BDSM in mainstream media: Why I taught my kids about safe words

August 3 | Guest post by Marnie Goldenberg
'Safe Word Warning', hand-painted pallet sign, from Etsy seller HotShotPalletworks
'Safe Word Warning', hand-painted pallet sign, from Etsy seller HotShotPalletworks

Kinky sex has made its way into mainstream culture in places other than poorly-written-erotica-gone-NYT-bestsellers-list. Music videos like Rihanna’s S&M, Christina Aguilera’s Not Myself Tonight, for instance. Our kids are seeing it, hearing it, and some of them are even reading it.

My kids are young, so Rihanna videos and E. L. James’ fiction are not yet on their agenda. But there will come a time when talking to my munchkins about bondage and domination becomes relevant. I anticipate that the majority of learning on the topic will not be from me; they’ll likely see videos and ads or hear things from peers that could use some context. I prefer to be the person who provides that context with overarching messages about consent, trust, and communication.

Those values are not confined to safe and enjoyable kink. When those values are front and centre in a number of contexts and conversations with our kids, we help them see the breadth of their application — the primary importance of these values in positive and healthy human relationships. That, I think, will make that kink conversation a lot easier.

As an example, I had a conversation with my kids about safe words a couple years ago.

Safe words are used in the BDSM community to ensure that, during a sexual scene, people involved can communicate their interest to stop the scene or slow it down. Words like "ow" or "stop" don't usually work as safe words because they may not always be meant to end the sexual activity; in fact, those words may be sought out during a sexual encounter. Now, I’m not going to spend time on the ins and outs of safe and consensual kinky sex, except to say that the cornerstones are, you guessed it, communication and trust. So safe words are vitally important.

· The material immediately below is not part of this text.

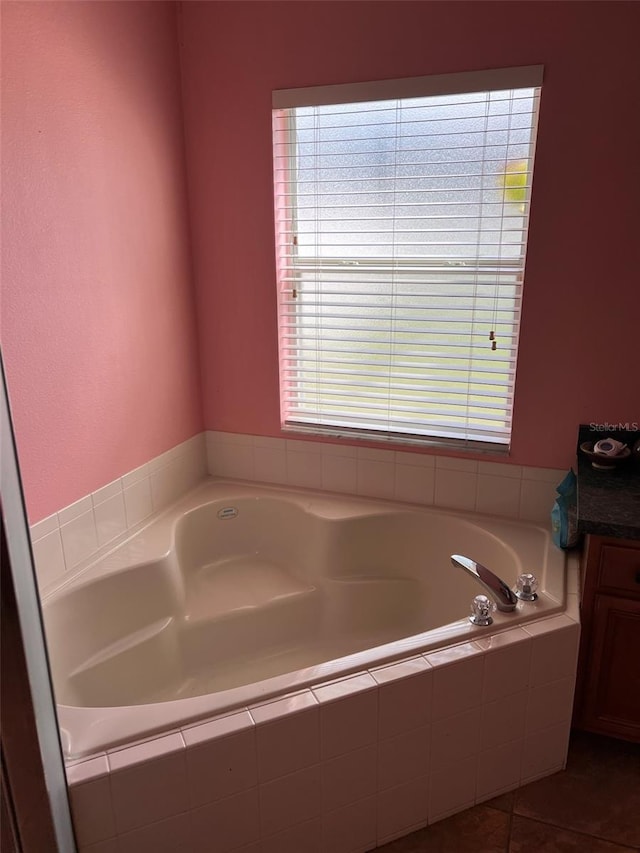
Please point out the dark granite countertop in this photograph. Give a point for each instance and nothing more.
(609, 501)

No, I didn’t talk to my kids about kinky sex — that will come sometime in the future. See, my kids love and enjoy each other and wrestle and horseplay a lot. While overwhelmingly it’s a mutually-enjoyed activity, not infrequently it ends with one injured or aggrieved party. If either of them hear the safe word while wrestling, the wrestling stops, and a check-in happens. It often gets forgotten or the tears or wails come before someone utters "origami" (the current safe word).

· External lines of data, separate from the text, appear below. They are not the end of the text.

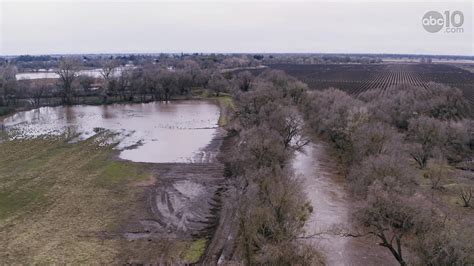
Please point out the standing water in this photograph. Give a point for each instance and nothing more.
(156, 132)
(332, 205)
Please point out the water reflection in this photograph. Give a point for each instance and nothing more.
(165, 132)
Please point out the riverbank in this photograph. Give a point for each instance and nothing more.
(61, 199)
(327, 192)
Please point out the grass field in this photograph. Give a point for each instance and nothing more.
(64, 203)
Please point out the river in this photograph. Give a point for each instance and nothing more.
(157, 132)
(327, 192)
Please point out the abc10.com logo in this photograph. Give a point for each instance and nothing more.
(434, 21)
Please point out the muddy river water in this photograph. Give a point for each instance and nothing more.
(332, 208)
(156, 132)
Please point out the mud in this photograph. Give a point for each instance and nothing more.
(184, 202)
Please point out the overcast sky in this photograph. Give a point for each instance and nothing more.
(45, 27)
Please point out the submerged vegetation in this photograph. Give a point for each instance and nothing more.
(405, 150)
(65, 202)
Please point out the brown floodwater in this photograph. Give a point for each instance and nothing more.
(332, 208)
(157, 132)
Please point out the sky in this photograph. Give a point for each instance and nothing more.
(347, 26)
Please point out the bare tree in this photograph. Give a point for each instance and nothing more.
(390, 218)
(68, 71)
(8, 84)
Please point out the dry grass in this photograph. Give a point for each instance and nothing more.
(64, 203)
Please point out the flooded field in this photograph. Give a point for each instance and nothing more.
(332, 208)
(153, 132)
(50, 74)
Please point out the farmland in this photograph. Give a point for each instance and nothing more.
(354, 78)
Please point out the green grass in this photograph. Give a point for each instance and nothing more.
(55, 197)
(195, 251)
(227, 106)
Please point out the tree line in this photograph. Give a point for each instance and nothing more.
(273, 210)
(391, 144)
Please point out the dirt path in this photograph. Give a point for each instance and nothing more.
(332, 204)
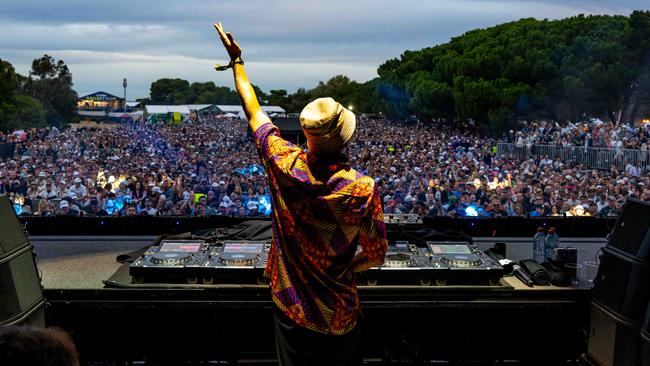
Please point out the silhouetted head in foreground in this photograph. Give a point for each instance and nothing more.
(28, 346)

Last week in the car, a vigorous round of rough housing (yes, while strapped down by seat belts and in booster seats) ended because the safe word was spoken. My older son then said it was an inappropriate use of the safe word because his brother wasn’t hurt. We talked about setting rules for when the word is to be used. I made recommendations, they made the decisions, and I reinforced the need to always respect its use. No crying wolf now.

We also talked about what ought to happen after the safe word is used, which is to find out what went down. It shouldn’t just end the activity but rather make way for a straight up conversation to find out why the activity needed to be stopped and whether there were any misunderstood needs or perspectives.

For my kids, and everyone, the value is all about developing communication skills. Whether during a physical romp of sex with a partner or a bout of wrestling with a sibling, communication is key. And that is not part of the message that Rihanna is communicating when she sings “Now the pain is my pleasure. Cause nothing could measure. Sticks and stones may break my bones but chains and whips excite me.”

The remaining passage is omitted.